I have the following question which is giving me a rather hard time.
Let $P$ be a $p$-subgroup of a finite group $G$. By considering an appropriate action of $P$, prove that $[G:P]$ is congruent to $[N_G(P):P]\bmod p$.
Hint: use the $p$ group fixed point theorem.
What I have tried so far. The $p$ group fixed point theorem states that if $G$ is a finite $p$-group acting on a finite set $X$. Let $X^G$ denote the subset of $X$ consisting of those elements fixed by $G$. Then $|X^G| \equiv |X| \bmod p$; in particular, if $p \nmid |X|$ then $G$ has a fixed point.
I tried to let $X$ be the set of all left cosets of $P$ in $G$. This way, $|X|=[G:P]$. However, I don't see a group action that would force $|X^G|=[N_G(P):P]$.

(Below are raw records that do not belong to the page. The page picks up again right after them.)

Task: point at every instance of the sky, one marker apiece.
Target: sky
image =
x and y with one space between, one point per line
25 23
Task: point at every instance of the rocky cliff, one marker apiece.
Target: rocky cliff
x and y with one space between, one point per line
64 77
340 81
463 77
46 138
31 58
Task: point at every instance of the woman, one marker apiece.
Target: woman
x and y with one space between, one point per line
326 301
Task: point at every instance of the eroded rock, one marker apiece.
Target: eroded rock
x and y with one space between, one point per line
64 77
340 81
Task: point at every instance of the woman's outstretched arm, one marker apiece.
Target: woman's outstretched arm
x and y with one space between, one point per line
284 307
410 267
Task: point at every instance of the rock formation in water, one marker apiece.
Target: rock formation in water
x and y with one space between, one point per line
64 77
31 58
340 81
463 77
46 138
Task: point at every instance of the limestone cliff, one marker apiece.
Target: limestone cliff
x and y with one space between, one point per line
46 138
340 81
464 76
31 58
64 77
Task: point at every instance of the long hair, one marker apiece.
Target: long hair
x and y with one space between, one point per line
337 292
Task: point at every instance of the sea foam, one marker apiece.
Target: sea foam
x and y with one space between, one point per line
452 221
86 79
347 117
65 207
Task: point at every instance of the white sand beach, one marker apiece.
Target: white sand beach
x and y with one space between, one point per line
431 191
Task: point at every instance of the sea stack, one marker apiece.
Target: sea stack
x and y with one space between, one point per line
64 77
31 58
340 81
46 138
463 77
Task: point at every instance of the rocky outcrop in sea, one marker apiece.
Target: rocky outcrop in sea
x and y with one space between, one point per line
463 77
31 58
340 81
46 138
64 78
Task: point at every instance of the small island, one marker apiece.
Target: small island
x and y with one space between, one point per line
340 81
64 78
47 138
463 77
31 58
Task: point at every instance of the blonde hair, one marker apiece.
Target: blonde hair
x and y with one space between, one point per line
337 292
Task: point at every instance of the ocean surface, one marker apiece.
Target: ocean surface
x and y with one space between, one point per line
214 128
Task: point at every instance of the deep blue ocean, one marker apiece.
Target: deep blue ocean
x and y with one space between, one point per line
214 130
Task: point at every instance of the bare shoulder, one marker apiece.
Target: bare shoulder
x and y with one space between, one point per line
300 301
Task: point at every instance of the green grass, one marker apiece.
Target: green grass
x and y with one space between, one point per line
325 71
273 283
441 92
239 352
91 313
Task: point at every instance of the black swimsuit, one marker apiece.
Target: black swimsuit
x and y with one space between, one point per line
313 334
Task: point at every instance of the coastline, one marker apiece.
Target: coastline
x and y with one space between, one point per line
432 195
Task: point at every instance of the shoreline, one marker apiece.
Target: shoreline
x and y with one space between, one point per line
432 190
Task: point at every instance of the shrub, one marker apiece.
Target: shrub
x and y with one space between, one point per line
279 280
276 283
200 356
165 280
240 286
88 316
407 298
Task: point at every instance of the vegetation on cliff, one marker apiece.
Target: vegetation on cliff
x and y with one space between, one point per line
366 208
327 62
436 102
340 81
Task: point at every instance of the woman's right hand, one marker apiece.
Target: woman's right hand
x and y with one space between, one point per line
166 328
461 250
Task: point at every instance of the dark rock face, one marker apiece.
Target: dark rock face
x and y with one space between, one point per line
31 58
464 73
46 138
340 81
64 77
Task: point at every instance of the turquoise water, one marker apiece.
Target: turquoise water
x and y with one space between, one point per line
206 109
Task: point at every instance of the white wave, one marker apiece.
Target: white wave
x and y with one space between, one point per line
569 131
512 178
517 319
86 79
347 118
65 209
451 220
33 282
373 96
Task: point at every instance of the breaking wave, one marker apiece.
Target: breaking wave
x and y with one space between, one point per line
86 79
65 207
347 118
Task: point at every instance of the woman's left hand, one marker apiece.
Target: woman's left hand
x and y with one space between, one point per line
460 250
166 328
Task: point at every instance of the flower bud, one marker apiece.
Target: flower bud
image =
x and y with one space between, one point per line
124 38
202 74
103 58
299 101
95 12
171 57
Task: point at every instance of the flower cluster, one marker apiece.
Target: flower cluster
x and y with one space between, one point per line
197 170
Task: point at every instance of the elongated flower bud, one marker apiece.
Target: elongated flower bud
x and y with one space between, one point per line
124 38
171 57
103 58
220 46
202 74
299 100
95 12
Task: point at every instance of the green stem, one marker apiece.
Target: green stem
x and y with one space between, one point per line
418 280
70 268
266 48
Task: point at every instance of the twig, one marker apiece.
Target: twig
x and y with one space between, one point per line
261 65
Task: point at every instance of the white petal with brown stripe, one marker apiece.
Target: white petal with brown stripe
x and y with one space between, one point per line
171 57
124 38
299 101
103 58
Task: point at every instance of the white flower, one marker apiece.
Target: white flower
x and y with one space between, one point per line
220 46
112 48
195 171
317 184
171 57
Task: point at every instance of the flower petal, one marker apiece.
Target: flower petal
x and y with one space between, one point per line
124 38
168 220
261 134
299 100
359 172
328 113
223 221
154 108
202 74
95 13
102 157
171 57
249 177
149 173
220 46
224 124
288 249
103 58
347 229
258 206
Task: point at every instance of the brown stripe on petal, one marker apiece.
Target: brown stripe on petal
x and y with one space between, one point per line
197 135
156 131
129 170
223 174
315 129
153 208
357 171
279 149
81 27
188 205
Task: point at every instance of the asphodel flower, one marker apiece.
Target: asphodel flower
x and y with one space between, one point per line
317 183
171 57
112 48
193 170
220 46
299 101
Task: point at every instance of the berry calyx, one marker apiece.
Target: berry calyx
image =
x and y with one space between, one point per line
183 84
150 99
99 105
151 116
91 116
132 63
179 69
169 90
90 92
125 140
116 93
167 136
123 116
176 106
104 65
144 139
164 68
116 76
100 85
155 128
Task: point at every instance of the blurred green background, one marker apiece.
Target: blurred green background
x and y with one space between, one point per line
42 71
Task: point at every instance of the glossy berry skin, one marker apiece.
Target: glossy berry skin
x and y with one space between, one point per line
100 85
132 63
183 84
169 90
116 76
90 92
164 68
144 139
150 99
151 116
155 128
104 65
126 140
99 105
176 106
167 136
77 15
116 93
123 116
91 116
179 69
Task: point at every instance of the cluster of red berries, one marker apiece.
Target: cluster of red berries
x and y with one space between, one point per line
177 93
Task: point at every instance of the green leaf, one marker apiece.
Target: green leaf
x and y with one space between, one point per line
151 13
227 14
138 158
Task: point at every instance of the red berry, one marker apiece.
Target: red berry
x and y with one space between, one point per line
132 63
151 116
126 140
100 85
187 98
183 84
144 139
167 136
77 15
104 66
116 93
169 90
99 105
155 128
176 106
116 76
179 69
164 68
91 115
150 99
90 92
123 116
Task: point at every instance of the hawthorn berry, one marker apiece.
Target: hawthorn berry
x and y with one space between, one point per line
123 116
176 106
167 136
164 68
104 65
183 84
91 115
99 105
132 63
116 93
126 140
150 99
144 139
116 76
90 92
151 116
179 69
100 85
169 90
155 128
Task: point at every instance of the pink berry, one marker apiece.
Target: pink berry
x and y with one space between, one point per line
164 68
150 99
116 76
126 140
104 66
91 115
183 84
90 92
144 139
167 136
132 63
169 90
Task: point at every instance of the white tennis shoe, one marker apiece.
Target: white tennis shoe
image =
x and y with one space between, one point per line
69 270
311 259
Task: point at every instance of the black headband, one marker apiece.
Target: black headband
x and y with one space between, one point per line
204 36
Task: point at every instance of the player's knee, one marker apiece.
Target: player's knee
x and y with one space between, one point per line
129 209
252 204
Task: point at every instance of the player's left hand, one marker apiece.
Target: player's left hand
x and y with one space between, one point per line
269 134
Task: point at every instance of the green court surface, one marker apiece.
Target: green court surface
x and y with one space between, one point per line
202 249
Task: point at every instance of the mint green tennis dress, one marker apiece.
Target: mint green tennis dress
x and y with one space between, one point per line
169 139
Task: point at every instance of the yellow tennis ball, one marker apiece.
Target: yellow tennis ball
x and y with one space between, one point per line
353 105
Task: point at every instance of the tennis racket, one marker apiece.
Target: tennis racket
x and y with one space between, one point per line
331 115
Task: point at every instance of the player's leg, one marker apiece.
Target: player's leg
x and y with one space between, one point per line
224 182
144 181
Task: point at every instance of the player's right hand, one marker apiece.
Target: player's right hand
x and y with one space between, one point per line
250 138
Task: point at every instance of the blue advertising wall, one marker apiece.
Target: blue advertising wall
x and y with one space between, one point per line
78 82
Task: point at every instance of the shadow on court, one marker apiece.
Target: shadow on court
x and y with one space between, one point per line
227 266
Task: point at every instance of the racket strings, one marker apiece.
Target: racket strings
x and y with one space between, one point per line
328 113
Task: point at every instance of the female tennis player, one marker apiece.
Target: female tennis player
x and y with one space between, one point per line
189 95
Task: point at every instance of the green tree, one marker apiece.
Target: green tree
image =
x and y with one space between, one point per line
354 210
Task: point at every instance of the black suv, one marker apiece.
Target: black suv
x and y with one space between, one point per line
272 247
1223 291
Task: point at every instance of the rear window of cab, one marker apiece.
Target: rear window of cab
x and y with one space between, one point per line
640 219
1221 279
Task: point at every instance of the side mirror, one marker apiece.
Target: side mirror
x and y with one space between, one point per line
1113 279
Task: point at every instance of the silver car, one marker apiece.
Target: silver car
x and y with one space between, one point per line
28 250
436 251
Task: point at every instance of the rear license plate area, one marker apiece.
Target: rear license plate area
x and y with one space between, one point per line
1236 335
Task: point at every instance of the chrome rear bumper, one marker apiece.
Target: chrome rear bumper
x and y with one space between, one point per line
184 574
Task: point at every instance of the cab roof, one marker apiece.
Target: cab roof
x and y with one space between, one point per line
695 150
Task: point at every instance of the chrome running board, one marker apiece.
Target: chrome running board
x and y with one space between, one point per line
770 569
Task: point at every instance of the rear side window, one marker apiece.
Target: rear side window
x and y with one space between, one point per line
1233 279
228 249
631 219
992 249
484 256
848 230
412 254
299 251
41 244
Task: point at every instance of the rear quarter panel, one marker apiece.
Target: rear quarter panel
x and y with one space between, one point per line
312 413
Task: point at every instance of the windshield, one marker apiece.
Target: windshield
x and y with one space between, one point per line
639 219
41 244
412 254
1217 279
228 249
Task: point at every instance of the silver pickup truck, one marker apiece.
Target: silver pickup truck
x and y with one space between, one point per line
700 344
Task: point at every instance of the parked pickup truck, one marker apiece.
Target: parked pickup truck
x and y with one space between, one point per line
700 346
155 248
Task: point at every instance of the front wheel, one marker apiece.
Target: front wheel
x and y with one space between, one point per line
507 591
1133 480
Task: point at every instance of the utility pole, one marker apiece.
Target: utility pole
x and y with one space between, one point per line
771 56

Let $P$ acts on $X=G/P$ by left multiplication. Then $$X^P=\{gP\mid xgP=gP\text{ for all }x\in P\}.$$ So, if $gP\in X^P$, we have $g^{-1}xg\in P$ for all $x\in P$. In other words, $g^{-1}Pg\subset P$. But both $P$ and $g^{-1}Pg$ have the same size, so they are in fact equal. Thus $g\in N_G(P)$. Similarly the converse also holds. Hence $X^P=N_G(P)/P$ as desired.